Shanghai11:38AM GMT 19 Nov 2012
 
Friends say Zhai Xiaobing, 36, was taken into custody on the eve of China’s 18th Communist Party Congress, after he used Twitter to post online a spoof film synopsis in which China’s top leaders were killed when the roof of Beijing’s Great Hall of the People caved in.
 
“The Great Hall [of the People] collapses all of a sudden,” the tweet said.
 
“All 2,000 plus people in the meeting died instantly except for 7 of them. But the seven died mysteriously one after another.”
 
“How did the mysterious number 18 unlock the gates of Hell?” Mr Zhai added on Twitter, which is blocked but widely used in China.
 
Thousands of activists and campaigners were detained or forced from Beijing during the sensitive political handover after coming under pressure from China’s massive state security apparatus.
 
On Monday, the Chinese Human Rights Defenders group claimed that at least two petitioners had died after being assaulted during a Congress-related crackdown on dissent. Among them was Zhang Yaodong, a petitioner from Henan province, who was allegedly beaten to death in police custody three days before the Congress began.
 
With the Congress now over some of Beijing’s temporarily exiled activists have returned home.
 
But friends say Mr Zhai has yet to be released from a detention centre in Beijing’s Miyun county.
 
“Zhai’s family is really worried and panicking. They just hope Zhai can get out soon,” said Liu Yanping, a blogger and the assistant of Chinese artisit Ai Weiwei.
 
Hu Jia, a prominent human rights activist who has signed an online petition in support of the blogger, said Mr Zhai’s Tweet was a “teasing way of showing dissatisfaction.”
 
“He simply showed his aversion to the government. We all felt the absurdity of this matter,” he said, attributing Mr Zhai’s arrest to sensitivities around China’s once-in-a-decade leadership transition.

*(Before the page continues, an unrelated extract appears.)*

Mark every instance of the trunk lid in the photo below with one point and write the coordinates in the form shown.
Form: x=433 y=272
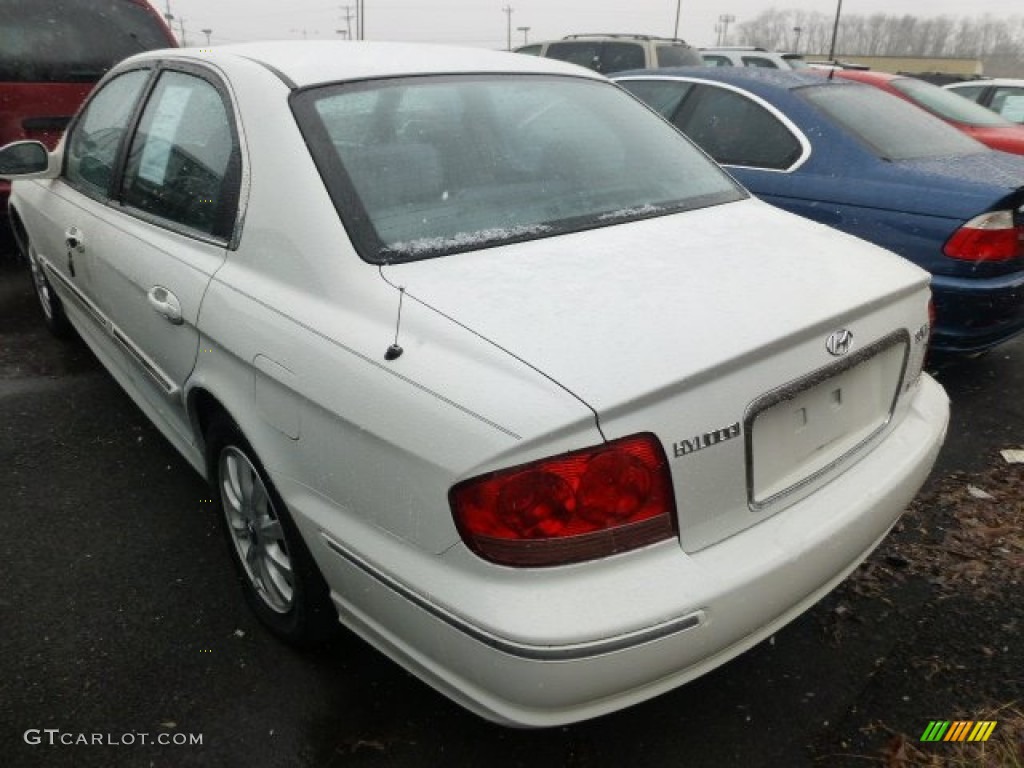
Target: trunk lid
x=696 y=327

“At the time authorities were so nervous they were on the verge of a nervous breakdown,” he said.
 
Wu Gan, a Fujian-based blogger, said Mr Zhai’s arrest “makes everyone a potential criminal.” “Every word we say may cross the line. It is really a horrible thing. The whole world is moving forward with the free speech trend, and we are swimming against it.” “It is unbelievable they’d take it seriously,” he added.
 
Ai Xiaoming, a Guangdong-based scholar and documentary maker, also defended the blogger.
 
“If the authorities regard the joke as inappropriate, they can fight back and argue on open platforms, but not jail people for a literary offence,” she said.
 
“If Zhai gets released soon, it will send out a good signal for the new government. If not, it will extinguish the remaining faith and hope in the government.”